Pascal Van Hentenryck is professor of computer science at Brown University and the director of the optimization laboratory. Before coming to Brown in 1990, he spent four years at the European Computer-Industry Research Center (ECRC), where he was the main designer and implementor of the CHIP programming system, the foundation of all modern constraint programming systems. During the last 15 years, he developed a number of influential systems, including the Numerica system for global optimization, the optimization programming language OPL, and the programming language Comet which supports both constraint-based local search and constraint programming. Most of these systems are described in books published by the MIT Press and have been licensed to industry. He also implemented the generic abstract interpretation system GAIA.
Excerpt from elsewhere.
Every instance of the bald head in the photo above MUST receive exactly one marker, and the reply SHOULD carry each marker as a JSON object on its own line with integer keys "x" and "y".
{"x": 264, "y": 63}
Pascal is the recipient of an 1993 NSF National Young Investigator (NYI) award, the 2002 INFORMS ICS Award for research excellence at the interface between computer science and operations research, the 2006 ACP Award for Research Excellence in Constraint Programming, best paper awards at CP'03, CP'04, and IJCAI’07, and an IBM Faculty Award in 2004. He is the author of five books (all published by the MIT Press) and of more than 170 scientific papers. Pascal has a H-number of at least 38 in Google Scholar and his first MIT Press book has more than 1,000 citations.

Pascal was program chair of the International Conference on Logic Programming in 1994, the International Static Analysis Symposium in 1997, the international Conference on the Principles and Practice of Constraint Programming in 2002, the international symposium on practical aspects of declarative languages (PADL'06) and the International Conference on the Integration of AI and OR into Constraint Programming for Combinatorial Optimization(CP-AI-OR-07).

Pascal has given invited talks in many international conferences in artificial intelligence, operations research, optimization and programming languages, including IJCAI’97, CP’97, PPDP’99, UAI’06, CP’AI’OR’08, SIOP’08, ECAI’08, and NIPS’08.

Pascal’s research has been funded by grants or gifts from CISCO, EC FET, Hewlett-Packard, Intel, NSF (including RI, NYI, ITR, CISE, and DMII grants), and ONR.